Po piątkowej konferencji prasowej wiemy, że 4 stycznia 2019 roku na koncie Wisły Kraków było 51 tysięcy złotych, czyli tyle, co nic, jeśli mierzyć potrzebami profesjonalnego klubu piłkarskiego. Wisła ma zawieszoną licencję na grę w ekstraklasie, piłkarze składają wnioski o rozwiązanie kontraktów z winy pracodawcy, piszą wezwania do zapłaty.
Tak wyglądała sytuacja na początku stycznia. W tym czasie na koncie stowarzyszenia „Socios Wisła Kraków” było już około 90 tysięcy, a kolejne przelewy i deklaracje członkowskie napływają, więc niedługo pieniędzy będzie jeszcze więcej. To już zauważalna kwota, zwłaszcza że wpłaty są regularne i można oszacować łatwo ich wartość. Pieniądze kibice gromadzą w jednym celu, żeby pomagać klubowi, bo po to Socios” powstali. Sąd zarejestrował stowarzyszenie w październiku, ale już wcześniej zaczęły się konkretne działania.
- O powołaniu Socios dyskutowało się od jakiegoś czasu na forum internetowym. Gdy latem okazało się, że klub ma duże problemy, to wiele osób zadeklarowało chęć pomocy. Znam się na stowarzyszeniach, zawodowo się nimi zajmuję w Małopolskiej Agencji Rozwoju Regionalnego i Fundacji Demokracji Lokalnej. Wiem, że to forma pojemna, która może zrzeszać różnych ludzi, chcących pomagać klubowi - mówi „Rzeczpospolitej” Witold Ekielski, prezes zarządu Socios.
Co ciekawe, jeszcze kilka miesięcy temu nie wszyscy założyciele się znali, a przynajmniej nie w realnym świecie. Mogli się kojarzyć z forum internetowego, a tak się złożyło, że w jednym czasie przyszli z pomysłami, jak pomagać klubowi. Prezes Marzena Sarapata zaprosiła ich na spotkanie.
- Pojawiłem się w gabinecie pani prezes z innym pomysłem.

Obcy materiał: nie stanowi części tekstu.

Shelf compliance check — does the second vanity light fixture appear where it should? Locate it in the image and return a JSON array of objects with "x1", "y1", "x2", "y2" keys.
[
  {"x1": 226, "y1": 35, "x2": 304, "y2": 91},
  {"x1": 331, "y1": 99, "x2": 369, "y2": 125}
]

Chciałem stworzyć coś, na czym klub mógłby zarabiać, czyli sklep z eleganckimi pamiątkami dla np. biznesmenów, bo teraz mamy szeroką ofertę bluz z dużymi nadrukami, ale to nie wszystkim odpowiada. W trakcie spotkania poznaliśmy się z Robertem Sermakiem, Witkiem oraz innymi ludźmi dobrej woli. Tam powstał pomysł powołania stowarzyszenia – opowiada „Rzeczpospolitej” wiceprezes Piotr Leśkiewicz. Do dyskusji i prac nad powstaniem Socios zaprosiliśmy też kolegów z twitterowej grupy Reymontta22.